According to the human rights NGO, Polish authorities pushed back a group of 32 Afghan asylum-seekers — including a 15-year-old girl — in late August. They had first entered the country on August 8.
It said that satellite imagery and photographs showed that the group was on the Polish side of the border on August 18, but that they were "moved overnight" to the Belarusian side.
"Amnesty International believes that this movement may be evidence of an illegal push-back, as it appears to have occurred while armed Polish border guards surrounded the refugees' makeshift camp," it said in a statement.
It added that the 32 Afghan nationals filed asylum claims on August 20 with the help of lawyers and that the European Court of Human Rights ordered Poland five days later to provide them with assistance including food, water, clothing, adequate medical care and if possible shelter, but that more than a month later, Warsaw had failed to implement these interim measures.
The group remains trapped at the border.
"Poland has been blocking this group of people at the border in deplorable conditions for weeks. Our analysis proves conclusively that their position was changed from Poland to Belarus overnight on 18 August and that they were therefore probably victims of unlawful forcible removal," Eve Geddie, Director of Amnesty International's Office to the European Institutions, said in a statement.
Euronews has contacted Poland's government for comment.
State of emergency and ministerial decree
Warsaw declared a state of emergency at its shared border with Belarus in early September after the number of migrants illegally crossing it soared. Lithuania and Latvia, which also share a border with Belarus, have also declared states of emergency.
The European Union has accused Minsk of facilitating illegal migration through its territory in retaliation to sanctions from the bloc over the rigged August 2020 presidential election and subsequent violent crackdown on pro-democracy protesters.
The Polish state of emergency restricts access to the border area for journalists and NGOs, which Amnesty said on Thursday "makes it difficult to monitor possible human rights violations".
A ministerial decree, introduced before the state of emergency, also enabled the authorities to return intercepted people to the border.
"This decree contradicts Poland's obligations under refugee law, as it limits the access of asylum seekers to Polish territory, which is essential for them to apply for international protection.

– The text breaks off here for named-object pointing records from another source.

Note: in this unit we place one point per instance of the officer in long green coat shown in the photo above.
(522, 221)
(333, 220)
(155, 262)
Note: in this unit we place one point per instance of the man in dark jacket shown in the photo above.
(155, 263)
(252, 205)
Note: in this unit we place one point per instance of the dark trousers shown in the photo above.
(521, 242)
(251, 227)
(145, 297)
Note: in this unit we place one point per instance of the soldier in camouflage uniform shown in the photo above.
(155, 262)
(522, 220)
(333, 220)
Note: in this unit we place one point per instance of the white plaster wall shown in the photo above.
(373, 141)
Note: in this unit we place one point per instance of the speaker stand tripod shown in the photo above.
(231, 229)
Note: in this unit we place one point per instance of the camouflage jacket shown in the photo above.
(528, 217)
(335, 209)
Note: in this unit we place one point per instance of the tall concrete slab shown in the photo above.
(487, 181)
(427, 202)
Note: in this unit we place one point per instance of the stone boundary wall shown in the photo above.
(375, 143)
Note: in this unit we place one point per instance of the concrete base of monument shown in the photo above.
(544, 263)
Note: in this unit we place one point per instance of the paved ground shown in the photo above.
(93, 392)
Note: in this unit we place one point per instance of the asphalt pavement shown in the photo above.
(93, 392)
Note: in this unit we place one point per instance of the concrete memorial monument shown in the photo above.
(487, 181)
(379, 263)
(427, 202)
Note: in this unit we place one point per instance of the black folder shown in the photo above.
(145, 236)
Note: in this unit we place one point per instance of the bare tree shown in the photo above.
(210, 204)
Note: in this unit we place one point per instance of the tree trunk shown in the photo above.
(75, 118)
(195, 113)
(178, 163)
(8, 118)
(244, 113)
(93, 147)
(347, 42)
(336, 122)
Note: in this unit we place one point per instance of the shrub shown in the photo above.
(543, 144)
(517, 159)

It is also at odds with the principle of non-criminalisation of asylum seekers, i.e. that persons seeking protection should not be punished for their illegal entry or presence in the country," Amnesty stressed.

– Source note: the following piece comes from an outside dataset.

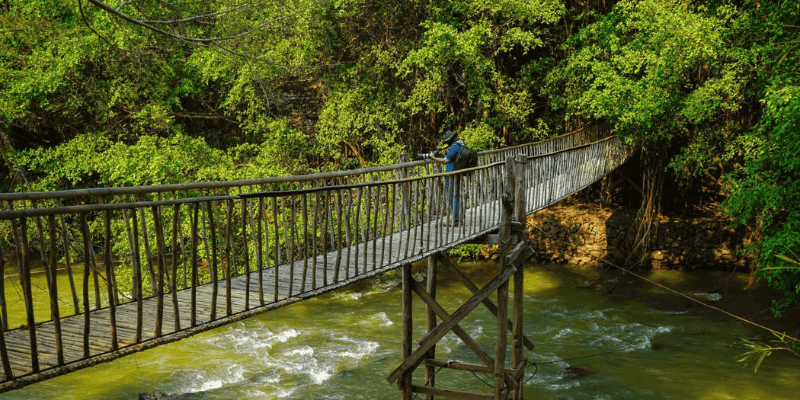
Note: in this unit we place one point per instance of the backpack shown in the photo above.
(466, 158)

Fear of an 'irreversible tragedy'
Five migrants died at the Poland-Belarus border in the space of a week earlier this month.
The Fundacja Ocalenie (Salvation Foundation) NGO, which has been in contact with the group of Afghan nationals trapped at the border, fears that the death toll could grow due to the conditions they're currently in.
One of the migrants told the NGO on September 11 that "due to the small amount of food consumed, people detained in Usnarz satisfy their biological needs only every 4-5 days."
Four days later, they reported by text that "Belarusian soldiers surround us from 4 sides with barbed wire so that we cannot go anywhere" and during a phone call on September 21, their last communication, their usual contact "was too weak to speak".
"The conditions in which people are held in Usnarz endanger their health and life," Fundacja Ocalenie said in a statement on Tuesday.
"We call on the Polish authorities to immediately provide the necessary assistance to asylum seekers in need – those from Usnarz and those elsewhere along the border – before another irreversible tragedy occurs," it added.
'More dead bodies'
According to human rights lawyer Marta Gorczyńska the death toll is probably already much higher than the five deaths reported by the Polish border guards.
Gorczyńska told Euronews that there are currently "a few hundred people" stranded in the forest at the border area.
"We were also informed by other people that we were able to meet with other migrants, that there are also more dead bodies there in this forest," she added.
She reported that many local residents have taken to helping migrants by providing whatever assistance they can including food, blankets, and spare clothes.
"There are a lot of people who are very afraid to do it because the government rhetoric right now, the government's rhetoric, is that these people are a threat to public security. These are mostly terrorists, but there are people that pose a threat that can be possibly dangerous. So they are informing the local people to, you know, lock the doors to stay safe, to call border guards whenever they approach or they meet these people," she explained.
"But more and more people also realise that once they call the border guard, these people are being basically thrown into the forest where they can possibly die. Some more and more people don't agree with this kind of policy and they're calling us asking for help," she added.